Cant break out of lambda

Hi Team,
I am trying to add an very useful extension method to Java’s InputStream class, since we know stream parsing requires several lines of boiler plate code and In my application we need to process stream multiple times.
so far my extension function works,
But it is begin really very useful for some of the drawback we are facing with kotlin core language feature.

I would suggest the core team to try this and provide some solution.

My extension Function to Java Stream accepting single argument method definition

fun InputStream.forEachLine(consumer: (line: String)->Unit){
    val reader = BufferedReader(InputStreamReader(this, Charset.defaultCharset()))
    var line: String? = null
    line = reader.readLine()
    while (line != null) {
        consumer(line)
        line = reader.readLine()
    }
}

//My Test is here
@Test
fun testExtnInputStreamForEachLine() {
    val stream = FileInputStream(File("c:\temp\sometextfile.txt"))
        stream.forEachLine {
            println(it)

            if(it.equals("some text")
            // I want to break the whole forEachLine block 

        }
}

In above example I have tried everythis.

  • return@forEachLine (this is working good for skipping the same block processing, similar to continue)
  • created a run block with label and tried with return on it. (gives compile time error)
  • break@withLabel (compile time error)
  • changed method returning boolean instead of unit and tried returning false (compile time error)

Team Please help

Your extension is not inline so the return will just return to the loop over your lines. Btw, there is already some code in the standard library that does almost what you want: Reader.forEachLine. That does close the reader though (there are some variants you may want to look at).

Hi @pdvrieze,
Thanks for the quick response, yes you are right I am trying me make the similar function but not the same function.
again in Kotlin’s Reader.forEachLine there’s no way i can exist the loop, I am new to kotlin, can you please help me to use this in a right way.
Basically while processing my stream I want to stop processing in-between if required conditionally.

You can define your lambda as (line: String) -> Boolean that way you can return either true(continue) or false(break).
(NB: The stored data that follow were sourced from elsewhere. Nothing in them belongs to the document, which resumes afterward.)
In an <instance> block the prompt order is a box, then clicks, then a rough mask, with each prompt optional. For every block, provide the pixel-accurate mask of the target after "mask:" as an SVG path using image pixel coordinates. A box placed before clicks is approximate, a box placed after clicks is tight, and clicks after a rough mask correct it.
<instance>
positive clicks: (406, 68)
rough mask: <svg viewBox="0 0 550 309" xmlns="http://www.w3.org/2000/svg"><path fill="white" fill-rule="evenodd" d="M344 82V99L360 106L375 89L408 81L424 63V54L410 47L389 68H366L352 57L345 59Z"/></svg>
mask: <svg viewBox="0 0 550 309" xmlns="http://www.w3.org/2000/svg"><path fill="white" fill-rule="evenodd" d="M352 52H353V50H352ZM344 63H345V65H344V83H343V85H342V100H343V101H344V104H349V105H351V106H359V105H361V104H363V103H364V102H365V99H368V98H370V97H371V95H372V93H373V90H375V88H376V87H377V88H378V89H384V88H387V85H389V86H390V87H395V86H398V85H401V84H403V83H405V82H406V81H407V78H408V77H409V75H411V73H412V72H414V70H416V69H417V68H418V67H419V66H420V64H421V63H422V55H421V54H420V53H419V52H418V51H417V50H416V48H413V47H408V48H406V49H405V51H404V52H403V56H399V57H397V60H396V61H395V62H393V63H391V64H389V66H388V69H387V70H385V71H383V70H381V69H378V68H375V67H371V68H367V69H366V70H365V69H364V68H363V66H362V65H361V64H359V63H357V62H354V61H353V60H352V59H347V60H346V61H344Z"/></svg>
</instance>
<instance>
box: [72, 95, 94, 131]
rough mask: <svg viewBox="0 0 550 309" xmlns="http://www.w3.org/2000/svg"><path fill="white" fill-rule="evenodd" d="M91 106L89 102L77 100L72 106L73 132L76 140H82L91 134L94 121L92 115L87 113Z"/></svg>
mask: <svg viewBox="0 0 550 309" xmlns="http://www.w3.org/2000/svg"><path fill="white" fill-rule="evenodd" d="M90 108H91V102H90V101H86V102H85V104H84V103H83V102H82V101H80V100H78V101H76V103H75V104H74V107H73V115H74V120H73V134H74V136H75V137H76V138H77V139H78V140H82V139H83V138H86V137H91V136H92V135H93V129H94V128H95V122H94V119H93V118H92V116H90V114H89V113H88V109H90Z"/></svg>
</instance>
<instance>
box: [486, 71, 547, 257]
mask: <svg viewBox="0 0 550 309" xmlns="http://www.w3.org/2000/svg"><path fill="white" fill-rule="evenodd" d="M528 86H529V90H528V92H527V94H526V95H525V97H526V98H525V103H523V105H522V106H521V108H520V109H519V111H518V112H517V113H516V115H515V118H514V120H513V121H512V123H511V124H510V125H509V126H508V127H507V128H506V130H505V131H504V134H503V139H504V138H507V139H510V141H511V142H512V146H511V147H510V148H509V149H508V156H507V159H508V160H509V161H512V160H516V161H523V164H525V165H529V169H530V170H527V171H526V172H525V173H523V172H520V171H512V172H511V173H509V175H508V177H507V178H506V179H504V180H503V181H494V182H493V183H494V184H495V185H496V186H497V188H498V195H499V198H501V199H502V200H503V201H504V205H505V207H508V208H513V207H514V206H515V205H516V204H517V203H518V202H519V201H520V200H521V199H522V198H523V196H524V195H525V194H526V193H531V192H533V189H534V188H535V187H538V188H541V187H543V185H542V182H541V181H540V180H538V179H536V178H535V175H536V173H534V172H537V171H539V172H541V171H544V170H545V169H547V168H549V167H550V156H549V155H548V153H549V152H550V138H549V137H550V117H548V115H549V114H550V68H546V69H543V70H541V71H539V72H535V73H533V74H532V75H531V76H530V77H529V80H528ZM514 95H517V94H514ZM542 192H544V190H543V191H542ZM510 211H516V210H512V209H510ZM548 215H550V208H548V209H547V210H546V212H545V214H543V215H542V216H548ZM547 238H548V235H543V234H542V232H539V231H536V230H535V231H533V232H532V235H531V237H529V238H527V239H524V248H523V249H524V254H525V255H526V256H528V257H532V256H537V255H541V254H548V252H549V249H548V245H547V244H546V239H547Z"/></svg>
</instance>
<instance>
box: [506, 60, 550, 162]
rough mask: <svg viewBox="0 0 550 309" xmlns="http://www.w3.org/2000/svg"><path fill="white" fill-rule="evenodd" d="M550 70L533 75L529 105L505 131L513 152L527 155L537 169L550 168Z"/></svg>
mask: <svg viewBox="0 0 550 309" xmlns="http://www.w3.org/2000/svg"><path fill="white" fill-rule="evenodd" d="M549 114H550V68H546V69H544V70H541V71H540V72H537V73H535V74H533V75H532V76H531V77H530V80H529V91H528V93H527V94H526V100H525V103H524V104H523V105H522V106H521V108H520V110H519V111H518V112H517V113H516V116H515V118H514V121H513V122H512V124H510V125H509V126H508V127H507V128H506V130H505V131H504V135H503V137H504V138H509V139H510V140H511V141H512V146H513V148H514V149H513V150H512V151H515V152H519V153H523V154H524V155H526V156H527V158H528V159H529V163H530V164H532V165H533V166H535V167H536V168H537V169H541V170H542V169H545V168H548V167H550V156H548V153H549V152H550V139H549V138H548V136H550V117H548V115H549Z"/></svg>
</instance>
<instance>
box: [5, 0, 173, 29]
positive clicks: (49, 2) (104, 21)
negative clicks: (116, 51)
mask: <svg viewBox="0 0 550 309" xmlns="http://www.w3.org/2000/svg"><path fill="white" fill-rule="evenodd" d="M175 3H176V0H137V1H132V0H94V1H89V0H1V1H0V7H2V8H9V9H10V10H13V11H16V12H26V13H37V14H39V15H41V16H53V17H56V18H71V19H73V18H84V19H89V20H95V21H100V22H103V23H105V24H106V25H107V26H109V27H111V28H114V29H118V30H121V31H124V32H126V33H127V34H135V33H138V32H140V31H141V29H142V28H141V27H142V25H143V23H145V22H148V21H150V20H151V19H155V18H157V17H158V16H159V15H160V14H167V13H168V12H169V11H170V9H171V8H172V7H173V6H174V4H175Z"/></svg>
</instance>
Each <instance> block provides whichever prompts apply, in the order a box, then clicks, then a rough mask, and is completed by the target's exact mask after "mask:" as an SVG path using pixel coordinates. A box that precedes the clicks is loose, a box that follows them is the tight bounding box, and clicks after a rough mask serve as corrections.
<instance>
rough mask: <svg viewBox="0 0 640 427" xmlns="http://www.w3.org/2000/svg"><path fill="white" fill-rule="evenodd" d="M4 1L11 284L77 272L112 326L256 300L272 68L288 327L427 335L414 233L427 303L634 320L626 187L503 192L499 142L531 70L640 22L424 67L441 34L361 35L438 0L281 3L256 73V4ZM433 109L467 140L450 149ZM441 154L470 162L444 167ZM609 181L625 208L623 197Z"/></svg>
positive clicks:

That just leaves you with the problem that you always have to return true at the end of the lambda.

It does not allow me to return false inside the lambda, I have mention this in my question, but yet this works if I am not passing function reference while calling this extension instead of passing function definition directly as lambada.

btw, I have figured out a way.

(line: String, loop: Loop) -> Unit

I am using a custom Loop class with single property called next : Boolean
user can set this to false and loop can break’ed

e.g:

class Loop {
    var next: Boolean = true
}

/**
 * @param consumer set loop.next to false to break the loop 
 *
 */
fun InputStream.forEachLine(consumer: (line: String, loop: Loop) -> Unit) {
    val reader = BufferedReader(InputStreamReader(this, Charset.defaultCharset()))
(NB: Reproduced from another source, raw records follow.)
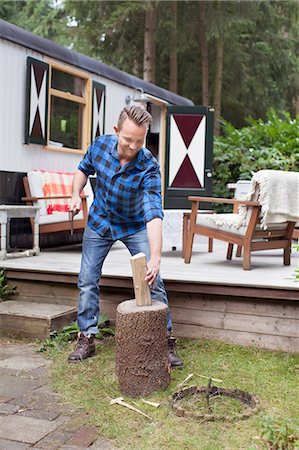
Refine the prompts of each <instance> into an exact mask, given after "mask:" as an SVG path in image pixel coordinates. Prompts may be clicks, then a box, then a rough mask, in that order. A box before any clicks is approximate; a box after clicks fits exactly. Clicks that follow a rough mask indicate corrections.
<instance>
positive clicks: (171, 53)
mask: <svg viewBox="0 0 299 450" xmlns="http://www.w3.org/2000/svg"><path fill="white" fill-rule="evenodd" d="M171 15H172V26H171V30H170V51H169V89H170V90H171V91H172V92H177V91H178V58H177V52H178V50H177V43H178V42H177V41H178V33H177V16H178V4H177V2H176V1H173V2H171Z"/></svg>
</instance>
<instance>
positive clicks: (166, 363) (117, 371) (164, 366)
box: [116, 299, 170, 397]
mask: <svg viewBox="0 0 299 450" xmlns="http://www.w3.org/2000/svg"><path fill="white" fill-rule="evenodd" d="M116 375H117V377H118V380H119V384H120V389H121V392H122V393H123V394H124V395H129V396H131V397H140V396H142V397H144V396H146V395H150V394H152V393H153V392H155V391H157V390H159V389H165V388H166V387H167V386H168V385H169V382H170V368H169V363H168V358H167V306H166V305H165V304H164V303H162V302H154V303H153V304H152V305H150V306H137V305H136V302H135V299H134V300H127V301H125V302H122V303H120V304H119V305H118V307H117V313H116Z"/></svg>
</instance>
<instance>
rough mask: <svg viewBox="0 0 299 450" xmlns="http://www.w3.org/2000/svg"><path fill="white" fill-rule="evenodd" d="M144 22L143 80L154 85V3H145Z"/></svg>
mask: <svg viewBox="0 0 299 450" xmlns="http://www.w3.org/2000/svg"><path fill="white" fill-rule="evenodd" d="M146 3H147V9H146V11H145V21H144V58H143V79H144V80H145V81H149V82H150V83H154V82H155V79H156V16H157V8H156V2H155V1H147V2H146Z"/></svg>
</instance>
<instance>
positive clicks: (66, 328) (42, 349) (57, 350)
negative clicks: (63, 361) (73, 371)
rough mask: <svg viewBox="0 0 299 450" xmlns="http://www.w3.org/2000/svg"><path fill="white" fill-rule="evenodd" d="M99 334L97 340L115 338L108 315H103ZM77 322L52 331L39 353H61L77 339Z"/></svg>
mask: <svg viewBox="0 0 299 450" xmlns="http://www.w3.org/2000/svg"><path fill="white" fill-rule="evenodd" d="M98 327H99V332H98V334H97V335H96V339H103V338H104V337H106V336H107V335H112V336H114V334H115V333H114V330H113V328H111V327H110V326H109V319H108V316H107V314H101V315H100V317H99V322H98ZM79 331H80V330H79V327H78V324H77V322H72V323H71V324H70V325H66V326H65V327H63V328H62V330H61V331H59V332H58V331H51V333H50V337H49V338H48V339H45V341H44V342H43V343H42V345H41V346H40V348H39V350H38V351H39V352H40V353H42V352H47V351H48V350H55V351H61V350H62V349H63V347H64V346H65V345H66V344H67V343H68V342H69V341H73V340H75V339H76V338H77V336H78V333H79Z"/></svg>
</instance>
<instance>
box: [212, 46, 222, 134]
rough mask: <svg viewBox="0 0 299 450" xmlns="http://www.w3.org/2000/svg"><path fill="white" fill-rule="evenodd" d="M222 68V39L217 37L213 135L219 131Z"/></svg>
mask: <svg viewBox="0 0 299 450" xmlns="http://www.w3.org/2000/svg"><path fill="white" fill-rule="evenodd" d="M222 70H223V39H222V38H221V37H219V38H218V39H217V41H216V72H215V92H214V109H215V122H214V135H215V136H219V133H220V122H219V120H220V116H221V94H222Z"/></svg>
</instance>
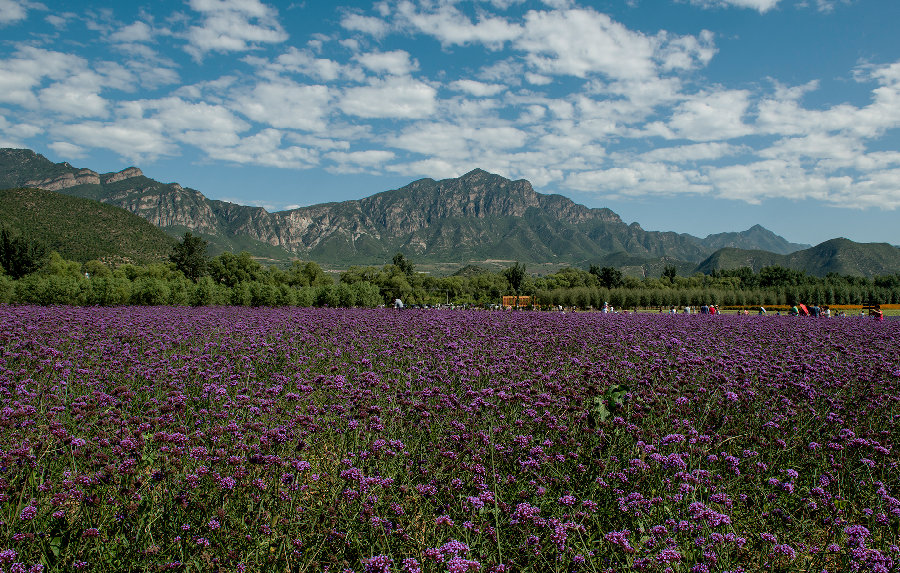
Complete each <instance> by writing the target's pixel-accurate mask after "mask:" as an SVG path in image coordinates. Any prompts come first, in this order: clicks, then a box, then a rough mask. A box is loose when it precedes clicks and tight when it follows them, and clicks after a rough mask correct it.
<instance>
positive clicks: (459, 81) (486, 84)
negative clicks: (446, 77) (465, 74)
mask: <svg viewBox="0 0 900 573" xmlns="http://www.w3.org/2000/svg"><path fill="white" fill-rule="evenodd" d="M450 88H452V89H454V90H456V91H459V92H463V93H467V94H469V95H471V96H475V97H491V96H495V95H497V94H499V93H501V92H504V91H506V89H507V88H506V86H505V85H503V84H488V83H484V82H479V81H476V80H466V79H463V80H456V81H454V82H451V83H450Z"/></svg>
    var line: String? = null
    line = reader.readLine()
    val loop =  Loop()
    while (line != null) {
        consumer(line, loop);
        if(!loop.next){
            break;
        }
        line = reader.readLine()
    }
    reader.close()
}


@Test
fun testExtnInputStreamForEachLine() {
    val stream = FileInputStream(File("c:\\somefile.txt"))
        stream.forEachLine{
            line, loop ->
            println("additional line")
            loop.next = false //and this works 
        }
}

For inline functions you can return to the block in which the lambda function was defined (the block that receives the inline code). Mark your initial code as inline and you will get different results.

2 Likes

Perfect, this is working great,
But now I again have to read and understand what inline is and what all impact it can bring to my code. can you please point me to some very easy explanation and usage of inline function other then internal performance related explanation provided by kotlin documents online

Not sure How to accept this answer as a solution in this forum post, but this is the right solution for me in this situation.

Making a function inline tells the compiler “Wherever this function is called, replace the function call with the actual code of the function”. You can think of it a little bit like a macro, the resulting bytecode will look like you wrote the code of the function directly where you actually wrote the call to the function.
Not sure if that explanation is clear enough, so I’ll add an example:

fun helloWorld() {
    println("Hello World")
}

inline fun helloWorldInlined() {
    println("Hello World")
}

fun main(args: Array<String>) {
    helloWorld()
    helloWorldInlined()
}

If you compile this code and then decompile it again, the main function will look like this (simplified):

fun main(args: Array<String>) {
    helloWorld()
    println("Hello World")
}

The second function call is gone, because it was inlined, i.e. the code of the function inserted directly in place of the function call.

Aside from performance considerations, this enables a few use cases that would otherwise be impossible, like non-local returns (this is what you needed here) as well as reified generics. It allows the code to use information that would not be available anymore at runtime with an ordinary function call.